Magazine Feature / People

Motivated by his students, Corrada finds his place

Law Professor Roberto Corrada says he’s gone from “happy, to happier, to even happier still” in his career. But he had to give up a couple of dreams before discovering his passion.

When he was 7 years old, Corrada wanted to be an astronaut, but poor eyesight got in the way. His later vision of acting was derailed by Catholic catechism. His goal of becoming a champion debater was eventually realized, as was his desire to become a lawyer at a large East Coast firm. And his other dream, being a teacher and a researcher, is playing out now.

Despite the many different roles he’s played, Corrada says he never left one career or goal for another because he was unhappy. He says he’s always pursued new paths because, “I was curious. I felt I had more to learn, maybe more to offer.”

Corrada is a nationally recognized law professor and scholar. He has garnered attention as a teacher, in part, for the unique way he teaches labor law — a method he developed after feeling that his students “just weren’t getting it.”

“I realized that the vast majority of students in my class on labor relations law never worked in a unionized environment,” he wrote in the Journal of Legal Education in 1996.

“Having never attempted to deal with management in a concerted way, students have no appreciation for the extent of an employer’s coercive power over employees.”

Corrada decided to give his students a first-person taste of that experience by turning his classroom into a working labor-management environment.

“My labor law classroom is our workplace,” Corrada says. “In a work environment, workers show up and try to please the boss so that they can get paid. Students are often even more deferential to the teacher because they are working to get paid, too. They want a good grade.”

In Corrada’s class, students are offered the opportunity to unionize and then negotiate terms and conditions of the class, such as the class curve, the types of exams they receive and the way they must participate.

This simulation has received much attention. Corrada has spoken and written extensively on the lessons he’s learned in the nine years that he’s been teaching in this format.

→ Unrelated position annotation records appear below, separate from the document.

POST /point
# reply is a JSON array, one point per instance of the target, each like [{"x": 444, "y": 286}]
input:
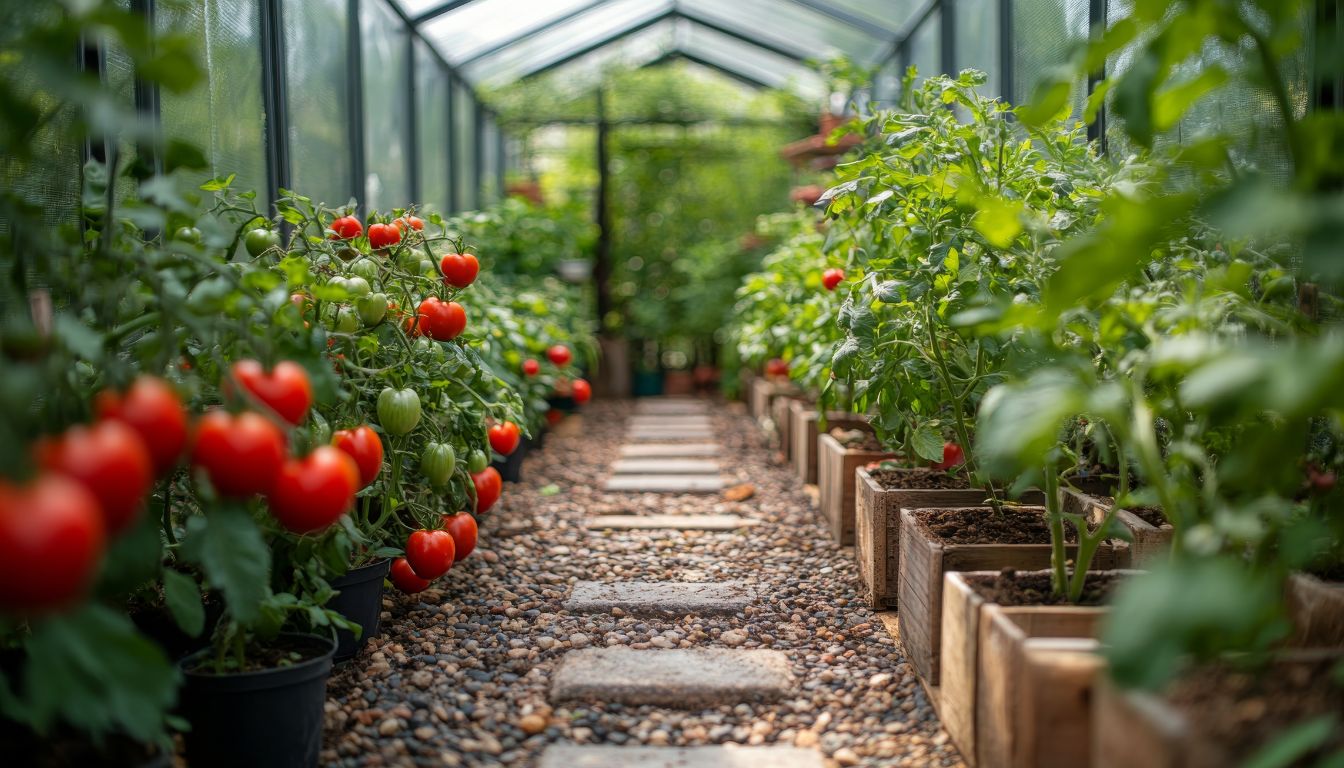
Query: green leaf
[
  {"x": 928, "y": 443},
  {"x": 230, "y": 550},
  {"x": 183, "y": 599}
]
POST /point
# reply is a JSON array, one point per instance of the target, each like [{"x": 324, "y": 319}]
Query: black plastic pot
[
  {"x": 266, "y": 718},
  {"x": 511, "y": 468},
  {"x": 360, "y": 600}
]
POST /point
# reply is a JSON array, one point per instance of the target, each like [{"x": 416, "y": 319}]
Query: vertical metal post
[
  {"x": 355, "y": 102},
  {"x": 274, "y": 96},
  {"x": 1007, "y": 80},
  {"x": 1097, "y": 27},
  {"x": 948, "y": 36},
  {"x": 413, "y": 104},
  {"x": 602, "y": 264}
]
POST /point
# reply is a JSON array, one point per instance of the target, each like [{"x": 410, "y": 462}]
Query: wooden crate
[
  {"x": 925, "y": 560},
  {"x": 1034, "y": 686},
  {"x": 836, "y": 467},
  {"x": 805, "y": 428},
  {"x": 1143, "y": 731},
  {"x": 1148, "y": 545},
  {"x": 1317, "y": 612},
  {"x": 876, "y": 540}
]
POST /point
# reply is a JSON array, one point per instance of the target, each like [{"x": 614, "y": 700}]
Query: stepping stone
[
  {"x": 655, "y": 435},
  {"x": 683, "y": 678},
  {"x": 672, "y": 522},
  {"x": 669, "y": 449},
  {"x": 665, "y": 467},
  {"x": 660, "y": 597},
  {"x": 717, "y": 756},
  {"x": 664, "y": 483}
]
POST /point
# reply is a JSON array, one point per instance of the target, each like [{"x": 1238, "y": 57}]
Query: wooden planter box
[
  {"x": 1317, "y": 611},
  {"x": 876, "y": 540},
  {"x": 805, "y": 428},
  {"x": 836, "y": 467},
  {"x": 1148, "y": 545},
  {"x": 925, "y": 560},
  {"x": 1144, "y": 731}
]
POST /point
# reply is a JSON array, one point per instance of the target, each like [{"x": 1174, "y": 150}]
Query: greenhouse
[{"x": 671, "y": 384}]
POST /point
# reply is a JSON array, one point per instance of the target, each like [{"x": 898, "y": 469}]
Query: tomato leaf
[{"x": 183, "y": 599}]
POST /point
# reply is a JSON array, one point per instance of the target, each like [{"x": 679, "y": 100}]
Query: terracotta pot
[
  {"x": 836, "y": 467},
  {"x": 924, "y": 561},
  {"x": 1148, "y": 545}
]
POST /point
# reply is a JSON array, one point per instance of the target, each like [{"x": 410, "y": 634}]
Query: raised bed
[
  {"x": 836, "y": 467},
  {"x": 876, "y": 538},
  {"x": 1147, "y": 731},
  {"x": 1148, "y": 544},
  {"x": 924, "y": 561},
  {"x": 1317, "y": 611},
  {"x": 805, "y": 428}
]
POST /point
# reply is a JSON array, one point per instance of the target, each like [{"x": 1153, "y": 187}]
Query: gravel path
[{"x": 461, "y": 673}]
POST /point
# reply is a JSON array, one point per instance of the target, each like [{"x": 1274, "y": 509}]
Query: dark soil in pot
[
  {"x": 360, "y": 600},
  {"x": 1246, "y": 709},
  {"x": 983, "y": 525},
  {"x": 1012, "y": 588},
  {"x": 918, "y": 479},
  {"x": 266, "y": 716}
]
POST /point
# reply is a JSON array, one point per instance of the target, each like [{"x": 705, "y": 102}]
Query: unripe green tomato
[
  {"x": 477, "y": 462},
  {"x": 371, "y": 308},
  {"x": 260, "y": 240},
  {"x": 398, "y": 410},
  {"x": 437, "y": 463},
  {"x": 366, "y": 268},
  {"x": 347, "y": 320}
]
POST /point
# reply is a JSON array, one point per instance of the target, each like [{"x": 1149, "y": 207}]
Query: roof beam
[
  {"x": 531, "y": 32},
  {"x": 440, "y": 10},
  {"x": 842, "y": 15}
]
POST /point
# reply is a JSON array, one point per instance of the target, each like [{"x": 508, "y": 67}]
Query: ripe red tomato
[
  {"x": 383, "y": 236},
  {"x": 460, "y": 269},
  {"x": 51, "y": 538},
  {"x": 405, "y": 579},
  {"x": 952, "y": 456},
  {"x": 559, "y": 354},
  {"x": 155, "y": 412},
  {"x": 364, "y": 447},
  {"x": 488, "y": 488},
  {"x": 504, "y": 437},
  {"x": 239, "y": 453},
  {"x": 463, "y": 529},
  {"x": 347, "y": 227},
  {"x": 430, "y": 553},
  {"x": 582, "y": 392},
  {"x": 285, "y": 389},
  {"x": 109, "y": 460},
  {"x": 832, "y": 277},
  {"x": 440, "y": 320},
  {"x": 315, "y": 491}
]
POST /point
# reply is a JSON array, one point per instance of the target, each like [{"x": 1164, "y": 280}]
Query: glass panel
[
  {"x": 571, "y": 36},
  {"x": 926, "y": 46},
  {"x": 789, "y": 26},
  {"x": 225, "y": 113},
  {"x": 1044, "y": 35},
  {"x": 464, "y": 147},
  {"x": 977, "y": 41},
  {"x": 319, "y": 110},
  {"x": 432, "y": 129},
  {"x": 483, "y": 23},
  {"x": 386, "y": 96}
]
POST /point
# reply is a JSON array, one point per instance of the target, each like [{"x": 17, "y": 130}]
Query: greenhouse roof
[{"x": 766, "y": 43}]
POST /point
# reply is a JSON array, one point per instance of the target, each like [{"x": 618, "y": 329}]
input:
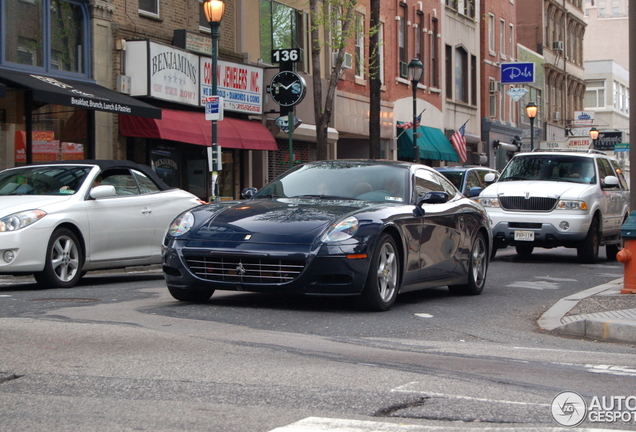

And some professors at other universities have started using his methodology as a model for their own classes. Corrada jokes that other professors have had classes strike. He hasn’t, though he hopes it happens one day.

“It would be easier to get students to strike if Roberto were rotten or if he could at least act rotten,” says former student Marlys Hartley Roehm, JD ’06.

“But students have a good relationship with management in his class.”

Roehm says Corrada is entirely motivated by his students.

“He truly has a sincere and genuine desire to help students learn,” she says. “He’s not afraid to try something different if it doesn’t seem students are getting it.

“In Affirmative Action Law, which is about leveling the playing field, some students don’t think the field is uneven, and some have personally experienced an unevenness. Roberto talked about the emotions behind affirmative action law, using himself as example.

“Here’s a guy who is completely open about his heritage, the impact on his career, what it means to be Puerto Rican,” Roehm says. “It takes a remarkable person to approach every class as though it’s fresh and new and to do whatever it takes to help students understand the materials.”